You are viewing a plain text version of this content. The canonical link for it is here.

Posted to java-user@lucene.apache.org by Jeremy Volkman <jv...@gmail.com> on 2010/04/24 05:40:42 UTC

Base score to use for custom query?

I have a situation similar to the following that I'm trying to solve:

I have a field in my document that contains a range of numbers. Say, for
example, the universe of numbers is the range of integers from 0-100. My
field represents a subrange of those numbers in a token stream. So, for
example, if one document contains 20-30, it's token stream contains the
terms [20, 21, 22, ..., 29]. Now I can quickly find all documents that
contain some number.

The next part of the problem is searching for all documents that intersect
with some subrange of numbers. Somewhat like a range query, but not exactly.
Say I want to search for all documents that touch the range [10, 30]. My
original implementation was to simply create a BooleanQuery full of
TermQuerys for each term in the range i was searching for. While this
returned the proper results, it did so with skewed scores. I'd prefer
documents containing numbers towards the beginning of my search range to be
scored higher than docs towards the end. So, if I had two documents, one
with 10-20, and one with 20-30, and I searched for [19,30], both documents
would be returned, but the second would be much more highly scored due to
its higher number of matched terms.

So, my plan is to write a custom query which matches documents documents in
my range in a way such as:

for (term : queryRange) {
TermDocs td = searcher.termDocs(term);
while (td.next()) {
...
}
}

And for each document, set the score to some vale proportional to the
matching term's distance from the beginning of the queried range.
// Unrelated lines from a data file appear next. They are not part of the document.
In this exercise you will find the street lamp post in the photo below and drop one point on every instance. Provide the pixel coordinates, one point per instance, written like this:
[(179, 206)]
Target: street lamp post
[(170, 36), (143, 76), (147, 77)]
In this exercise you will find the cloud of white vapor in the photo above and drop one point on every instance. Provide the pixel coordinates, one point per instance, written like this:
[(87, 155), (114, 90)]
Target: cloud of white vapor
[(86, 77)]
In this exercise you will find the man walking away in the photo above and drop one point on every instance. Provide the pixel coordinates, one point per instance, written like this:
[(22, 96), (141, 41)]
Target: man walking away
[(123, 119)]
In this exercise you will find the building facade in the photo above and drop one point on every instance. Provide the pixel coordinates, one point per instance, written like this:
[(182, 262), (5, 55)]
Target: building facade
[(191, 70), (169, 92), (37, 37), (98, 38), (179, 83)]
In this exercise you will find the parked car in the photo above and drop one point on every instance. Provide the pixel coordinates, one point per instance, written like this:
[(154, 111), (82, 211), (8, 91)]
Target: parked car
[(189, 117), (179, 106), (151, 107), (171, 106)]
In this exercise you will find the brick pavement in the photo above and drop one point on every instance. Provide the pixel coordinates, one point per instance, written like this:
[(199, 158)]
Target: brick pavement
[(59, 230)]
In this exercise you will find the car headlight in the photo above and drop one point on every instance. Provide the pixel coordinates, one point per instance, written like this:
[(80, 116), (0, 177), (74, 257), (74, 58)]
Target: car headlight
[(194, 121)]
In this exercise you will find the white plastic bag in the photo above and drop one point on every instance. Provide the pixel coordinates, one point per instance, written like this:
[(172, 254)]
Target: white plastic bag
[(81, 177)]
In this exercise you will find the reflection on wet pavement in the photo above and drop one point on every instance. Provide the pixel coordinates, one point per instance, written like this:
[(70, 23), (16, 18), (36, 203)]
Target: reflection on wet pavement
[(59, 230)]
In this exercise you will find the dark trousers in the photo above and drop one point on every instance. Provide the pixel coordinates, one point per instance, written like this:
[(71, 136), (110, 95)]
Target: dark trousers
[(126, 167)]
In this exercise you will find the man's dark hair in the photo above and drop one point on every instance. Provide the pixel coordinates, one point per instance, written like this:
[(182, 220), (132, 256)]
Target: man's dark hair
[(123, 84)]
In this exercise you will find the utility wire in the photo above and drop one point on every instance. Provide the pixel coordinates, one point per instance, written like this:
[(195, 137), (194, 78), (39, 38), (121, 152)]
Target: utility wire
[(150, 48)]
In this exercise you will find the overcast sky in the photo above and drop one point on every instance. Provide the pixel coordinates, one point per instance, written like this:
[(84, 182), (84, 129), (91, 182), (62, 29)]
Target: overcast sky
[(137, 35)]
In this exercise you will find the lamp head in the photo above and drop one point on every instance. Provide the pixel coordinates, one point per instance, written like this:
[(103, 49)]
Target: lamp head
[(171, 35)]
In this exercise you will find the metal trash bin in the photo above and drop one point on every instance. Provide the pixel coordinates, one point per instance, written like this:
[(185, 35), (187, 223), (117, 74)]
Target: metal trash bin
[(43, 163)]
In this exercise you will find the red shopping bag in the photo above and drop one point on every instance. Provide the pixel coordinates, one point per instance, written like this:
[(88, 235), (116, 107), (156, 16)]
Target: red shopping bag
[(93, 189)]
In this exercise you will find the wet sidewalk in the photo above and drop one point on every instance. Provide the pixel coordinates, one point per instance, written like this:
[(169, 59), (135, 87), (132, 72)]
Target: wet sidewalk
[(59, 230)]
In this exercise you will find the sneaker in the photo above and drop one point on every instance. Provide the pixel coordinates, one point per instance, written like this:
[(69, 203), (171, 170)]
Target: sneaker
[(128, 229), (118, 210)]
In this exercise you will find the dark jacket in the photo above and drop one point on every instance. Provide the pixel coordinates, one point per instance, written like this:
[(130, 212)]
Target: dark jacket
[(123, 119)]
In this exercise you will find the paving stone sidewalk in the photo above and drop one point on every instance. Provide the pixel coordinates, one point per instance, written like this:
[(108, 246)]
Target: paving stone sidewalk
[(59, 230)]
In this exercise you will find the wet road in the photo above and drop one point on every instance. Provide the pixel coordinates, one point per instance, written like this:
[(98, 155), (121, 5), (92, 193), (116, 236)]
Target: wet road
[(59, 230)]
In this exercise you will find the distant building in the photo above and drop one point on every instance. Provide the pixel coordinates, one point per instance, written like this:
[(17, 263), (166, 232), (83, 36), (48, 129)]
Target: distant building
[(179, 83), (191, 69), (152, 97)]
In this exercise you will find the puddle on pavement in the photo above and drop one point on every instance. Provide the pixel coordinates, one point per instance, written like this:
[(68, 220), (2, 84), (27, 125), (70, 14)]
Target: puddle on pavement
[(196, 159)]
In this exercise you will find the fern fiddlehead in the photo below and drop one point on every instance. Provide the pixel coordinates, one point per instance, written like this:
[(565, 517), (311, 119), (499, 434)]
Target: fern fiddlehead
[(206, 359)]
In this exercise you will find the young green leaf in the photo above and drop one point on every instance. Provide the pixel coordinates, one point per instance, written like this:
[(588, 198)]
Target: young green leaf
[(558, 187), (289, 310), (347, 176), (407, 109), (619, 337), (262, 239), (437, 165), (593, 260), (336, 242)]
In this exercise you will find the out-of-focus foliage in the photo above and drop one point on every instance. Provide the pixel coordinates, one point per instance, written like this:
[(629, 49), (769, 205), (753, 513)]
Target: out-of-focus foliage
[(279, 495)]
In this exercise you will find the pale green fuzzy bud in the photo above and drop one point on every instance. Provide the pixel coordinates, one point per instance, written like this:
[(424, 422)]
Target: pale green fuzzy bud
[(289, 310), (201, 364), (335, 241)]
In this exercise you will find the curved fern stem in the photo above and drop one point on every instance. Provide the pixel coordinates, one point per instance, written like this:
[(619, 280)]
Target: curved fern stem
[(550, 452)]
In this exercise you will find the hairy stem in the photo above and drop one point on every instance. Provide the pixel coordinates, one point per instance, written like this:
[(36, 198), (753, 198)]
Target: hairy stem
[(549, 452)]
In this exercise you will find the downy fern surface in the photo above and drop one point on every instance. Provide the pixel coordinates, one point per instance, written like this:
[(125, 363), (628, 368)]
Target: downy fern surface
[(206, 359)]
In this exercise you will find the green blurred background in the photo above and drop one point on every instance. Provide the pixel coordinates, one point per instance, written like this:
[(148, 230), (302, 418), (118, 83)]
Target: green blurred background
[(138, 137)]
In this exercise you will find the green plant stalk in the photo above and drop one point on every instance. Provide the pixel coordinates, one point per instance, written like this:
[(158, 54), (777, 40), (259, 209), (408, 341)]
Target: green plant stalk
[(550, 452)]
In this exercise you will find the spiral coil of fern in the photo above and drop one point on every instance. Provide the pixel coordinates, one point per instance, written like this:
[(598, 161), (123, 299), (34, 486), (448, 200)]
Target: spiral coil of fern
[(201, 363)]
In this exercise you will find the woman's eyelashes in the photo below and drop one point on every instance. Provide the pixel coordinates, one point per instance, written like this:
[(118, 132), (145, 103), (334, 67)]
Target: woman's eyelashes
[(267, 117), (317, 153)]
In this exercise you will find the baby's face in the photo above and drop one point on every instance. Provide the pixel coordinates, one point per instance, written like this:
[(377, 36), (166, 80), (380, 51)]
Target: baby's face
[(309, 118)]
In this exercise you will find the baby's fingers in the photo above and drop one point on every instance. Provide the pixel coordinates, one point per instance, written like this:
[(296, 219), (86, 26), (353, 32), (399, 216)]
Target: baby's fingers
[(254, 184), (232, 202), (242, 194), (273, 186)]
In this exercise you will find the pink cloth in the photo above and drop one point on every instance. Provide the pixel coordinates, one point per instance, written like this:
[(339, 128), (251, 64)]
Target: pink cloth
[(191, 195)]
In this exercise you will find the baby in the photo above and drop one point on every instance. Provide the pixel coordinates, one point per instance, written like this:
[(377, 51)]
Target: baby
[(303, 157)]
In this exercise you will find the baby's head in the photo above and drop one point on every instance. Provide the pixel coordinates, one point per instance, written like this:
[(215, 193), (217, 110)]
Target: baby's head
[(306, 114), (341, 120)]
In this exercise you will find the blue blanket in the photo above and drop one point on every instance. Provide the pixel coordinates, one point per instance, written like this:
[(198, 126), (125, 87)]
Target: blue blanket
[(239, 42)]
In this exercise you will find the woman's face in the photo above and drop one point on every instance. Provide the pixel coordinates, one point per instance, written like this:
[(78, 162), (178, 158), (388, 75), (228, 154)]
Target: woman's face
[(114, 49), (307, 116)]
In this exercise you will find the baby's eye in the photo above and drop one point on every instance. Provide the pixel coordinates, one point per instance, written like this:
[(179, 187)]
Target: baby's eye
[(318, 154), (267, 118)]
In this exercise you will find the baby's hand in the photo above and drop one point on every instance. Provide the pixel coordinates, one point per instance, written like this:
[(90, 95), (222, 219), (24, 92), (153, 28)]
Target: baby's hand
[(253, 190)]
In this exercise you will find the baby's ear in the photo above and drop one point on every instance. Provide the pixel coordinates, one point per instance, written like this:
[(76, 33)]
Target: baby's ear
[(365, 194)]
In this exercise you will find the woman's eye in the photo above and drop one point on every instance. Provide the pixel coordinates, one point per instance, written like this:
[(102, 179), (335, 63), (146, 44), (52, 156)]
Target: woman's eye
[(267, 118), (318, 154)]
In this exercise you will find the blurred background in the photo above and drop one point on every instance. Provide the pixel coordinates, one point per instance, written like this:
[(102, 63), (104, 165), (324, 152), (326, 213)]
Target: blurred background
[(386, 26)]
My question is: what score should I start at, and what score should I end
at? If i assume that all documents matching the first term in my queried
range have score scoreMax, and all documents matching the last term have
scoreMin, and all documents matching in-between terms have a score between
scoreMax and scoreMin proportional to where they fall within the range, what
should scoreMax and scoreMin be?

My current thought is to start with the value passed to my Weight's
normalize() method, and work down to 0.0.

Thanks,
Jeremy

Re: Base score to use for custom query?

Posted by Jeremy Volkman <jv...@gmail.com>.

Hi Hoss,

I didn't end up writing my own query (well I did, but all it does is rewrite
into another query). I found DisjunctionMaxQuery, which seemed a good fit
for what I was trying to do. Instead of TermQuery, I used ConstantScoreQuery
combined with TermsFilter to create queries that weren't dependent upon the
Term's scores. For each ConstantScoreQuery, I set the boost much as you
suggested.

What's the difference in this case between using a DisjunctionMaxQuery,
which is what I've done, and using a BooleanQuery with disabled coord? And,
if I set omit norms, will TermQuery essential return constant scores for
terms? Does the use of DMQ + CSQ + TermsFilter throw up any red flags in
your experience?

Thanks again,
Jeremy

On Tue, Apr 27, 2010 at 2:14 PM, Chris Hostetter
<ho...@fucit.org>wrote:

>
> First off: if you haven't already make sure you OMIT_NORMS when indexing
> this field, that way you don't have to worry about docs with "lots" of
> numbers scoring low purely because of hte fieldNorm.
>
> Second: i wouldn't bother with a custom query, i would stick with your
> BooleanQuery appraoch, but make sure you do two things:
>
> 1) add boosts to all of your TermQueries a boost based on how far they are
> from the end of hte range. so if you have a rangle like [10 19] give the
> 19 clauses a boost of 1, the 18 clause a boost of 2, the 17 clause a boost
> of 3, etc...
>
> 2) disable the coord.  there is an option on BooleanQuery to do this, and
> it will make sure docs that only match one clause in your BooleanQuery
> dont' get a penalty compared to clauses that match many clauses in your
> BooleanQuery -- which is going to be important in ensuring that your
> boosts are useful.
>
> That should get you what you want, and if not then take a look at the
> score explaiantions and see if anything obvious jumps out -- post a
> followup with your code and the score explanations if you can't solve it
> to your liking.
>
> : I have a field in my document that contains a range of numbers. Say, for
> : example, the universe of numbers is the range of integers from 0-100. My
> : field represents a subrange of those numbers in a token stream. So, for
> : example, if one document contains 20-30, it's token stream contains the
> : terms [20, 21, 22, ..., 29]. Now I can quickly find all documents that
> : contain some number.
> :
> : The next part of the problem is searching for all documents that
> intersect
> : with some subrange of numbers. Somewhat like a range query, but not
> exactly.
> : Say I want to search for all documents that touch the range [10, 30]. My
> : original implementation was to simply create a BooleanQuery full of
> : TermQuerys for each term in the range i was searching for. While this
> : returned the proper results, it did so with skewed scores. I'd prefer
> : documents containing numbers towards the beginning of my search range to
> be
> : scored higher than docs towards the end. So, if I had two documents, one
> : with 10-20, and one with 20-30, and I searched for [19,30], both
> documents
> : would be returned, but the second would be much more highly scored due to
> : its higher number of matched terms.
> :
> : So, my plan is to write a custom query which matches documents documents
> in
> : my range in a way such as:
>
>
> -Hoss
>
>
> ---------------------------------------------------------------------
> To unsubscribe, e-mail: java-user-unsubscribe@lucene.apache.org
> For additional commands, e-mail: java-user-help@lucene.apache.org
>
>

Re: Base score to use for custom query?

Posted by Chris Hostetter <ho...@fucit.org>.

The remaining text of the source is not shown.